Belen aus Ecuador: Tradition und Tatendrang
Als Kayambi gehört die 16-jährige Belen zu einer indigenen Volksgruppe in Ecuador. Seit vier Jahren engagiert sie sich für ihre Gemeinschaft und lässt alte Rituale wieder aufleben.
Belens Blick gleitet über die Wiese. Weiße und rote Rosenblätter sprenkeln die Rasenfläche. Die wartenden Frauen und Männer, Mädchen und Jungen tragen die Tracht der Kayambi – der Volksgruppe, der auch Belen angehört.

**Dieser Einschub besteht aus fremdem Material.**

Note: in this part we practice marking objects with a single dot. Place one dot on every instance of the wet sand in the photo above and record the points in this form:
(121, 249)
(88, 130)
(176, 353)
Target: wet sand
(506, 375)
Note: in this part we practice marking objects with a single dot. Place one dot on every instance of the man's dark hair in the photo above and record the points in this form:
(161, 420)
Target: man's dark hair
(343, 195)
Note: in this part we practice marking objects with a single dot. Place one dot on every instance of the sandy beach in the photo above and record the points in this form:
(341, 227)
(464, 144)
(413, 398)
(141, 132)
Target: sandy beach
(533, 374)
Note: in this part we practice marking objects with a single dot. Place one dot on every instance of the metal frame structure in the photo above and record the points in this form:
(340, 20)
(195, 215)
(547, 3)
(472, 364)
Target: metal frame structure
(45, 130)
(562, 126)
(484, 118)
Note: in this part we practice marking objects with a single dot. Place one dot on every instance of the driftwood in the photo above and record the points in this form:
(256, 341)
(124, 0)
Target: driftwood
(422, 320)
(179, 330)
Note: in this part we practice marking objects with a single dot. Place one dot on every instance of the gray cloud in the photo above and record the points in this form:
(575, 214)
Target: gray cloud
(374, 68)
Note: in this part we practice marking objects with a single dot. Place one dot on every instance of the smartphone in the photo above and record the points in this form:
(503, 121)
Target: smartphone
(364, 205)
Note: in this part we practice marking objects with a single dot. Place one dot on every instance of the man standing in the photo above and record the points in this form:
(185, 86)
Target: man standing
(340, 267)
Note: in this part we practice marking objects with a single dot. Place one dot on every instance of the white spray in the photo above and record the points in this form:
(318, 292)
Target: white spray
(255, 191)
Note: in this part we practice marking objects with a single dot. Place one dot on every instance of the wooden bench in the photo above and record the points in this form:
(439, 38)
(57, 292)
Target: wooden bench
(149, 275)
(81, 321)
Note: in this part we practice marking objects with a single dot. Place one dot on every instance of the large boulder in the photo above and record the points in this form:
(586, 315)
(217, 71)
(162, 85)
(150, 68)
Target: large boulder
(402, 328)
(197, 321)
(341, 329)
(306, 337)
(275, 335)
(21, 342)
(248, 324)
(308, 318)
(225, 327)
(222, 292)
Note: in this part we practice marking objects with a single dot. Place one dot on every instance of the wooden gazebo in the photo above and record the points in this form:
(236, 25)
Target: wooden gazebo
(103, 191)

Es ist Zeit. Belen erhebt ihre Stimme. Sie huldigt Mama Kayambi, der Göttin des Berges Cayambe, so wie es ihre Ahnen einst taten. Sie singt die alten Lieder, streckt die Arme aus und bittet die Geister um Glück für den neu eröffneten Markt.
Solche Zeremonien halten die Kayambi aus dem Dorf Paquiestancia im Norden Ecuadors nach alter Tradition ab. Die Volksgruppe ist eine von 14 indigenen Gemeinschaften im Land. Das heißt: Sie alle pflegen ihre eigene Sprache und Kultur – seit unzähligen Generationen.
Dass eine 16-Jährige die Zeremonie leitet, ist etwas Besonderes, auch für Belen selbst. Sie erinnert sich: „Früher war ich sehr schüchtern, hatte Angst, etwas Falsches zu sagen. Mit zwölf Jahren habe ich dann zum ersten Mal unsere Jugendgruppe besucht.“ Diese gehört zur Organisation „Pueblo Kayambi“, dem Verband der Volksgruppe der Kayambi, und wird von UNICEF unterstützt.
Rund 30 Kinder und Jugendliche lernen dort ihre Rechte kennen, sie reden über Probleme in der Gemeinschaft, ihre Herkunft und Traditionen. „Schon beim ersten Treffen wusste ich, hier möchte ich weitermachen“, erzählt Belen. Schon bald hat sie ihre Schüchternheit überwunden und ermutigt andere Kinder, ihre Meinung zu sagen und die Traditionen zu leben
Auch die Erwachsenen hören Belen zu. Wegen ihrer Überzeugungskraft ernennt der Gemeinderat sie zu seinem jüngsten Mitglied, zur Vizepräsidentin des Kinderrechterats. Eine gute Position, um zu helfen, findet Belen.
Wegen der der Corona-Pandemie schloss die Regierung den Markt in der nahen Stadt Cayambe. Eine Katastrophe für die Familien in Paquiestancia. Denn dort verkaufen sie ihre Milch. Belen wusste: Ohne Einkommen fehlt es den Menschen hier bald an allem. Also gründete sie kurzerhand einen neuen, kleinen Markt – und bittet in der Zeremonie die Götter um dessen Erfolg.
Auch an ihrer eigenen Zukunft arbeitet Belen hart, indem sie für die Schule lernt. Sie weiß: Ein guter Abschluss ist wichtig. Denn Belen möchte Anwältin werden, um ihre Gemeinschaft in Zukunft noch besser unterstützen zu können.